How do I pick a light pink for a north-facing room?+
North light is cool and can drain warmth, so choose a pink that leans a little peachy or warm, like Blush, rather than a cool gray-pink. The warm undertone pushes back against the blue daylight and keeps the color from looking chalky or gray. Always test the sample in that exact room before buying.
What LRV should I look for in a light pink?+
For a soft, airy pink, aim for an LRV in the high 60s to low 80s. The very top of that range, where shades like Palest Blush and BM Newborn live, reads almost like a warm white. Dip toward the low 60s only if you want the pink to be clearly visible as a color.
What trim color goes best with light pink walls?+
A clean, slightly warm white is the easiest and most reliable choice. It frames the pink and keeps it looking intentional. Avoid a cold blue-white trim, which can make a warm pink look muddy next to it.
Can I match one brand's pink with the paint brand I already use?+
Yes. Every color shown here is mixed to order at a paint counter, and a good store can cross-match a shade like Rose Quartz or Pearl Pink into another brand's base. Bring the color name or a sample and ask them to match it — you are not locked into one brand to get the look you want.
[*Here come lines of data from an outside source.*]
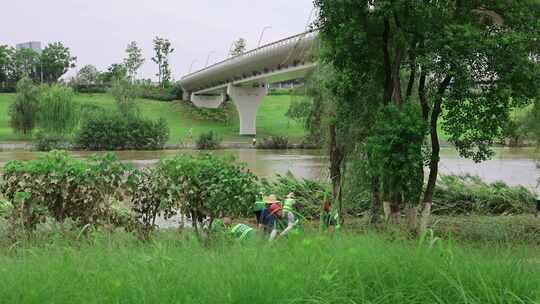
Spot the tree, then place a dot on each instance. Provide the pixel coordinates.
(208, 186)
(114, 72)
(163, 49)
(24, 110)
(239, 47)
(56, 60)
(134, 59)
(6, 59)
(467, 60)
(88, 75)
(25, 63)
(58, 111)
Why does my pink look different in the morning than at night?+
Paint color shifts with the light hitting it. Cool morning or north light can mute a pink, warm afternoon and west light can push it toward peach, and yellow indoor bulbs at night can warm it further into salmon. That is why you should view a large sample at several times of day and under your actual bulbs before committing.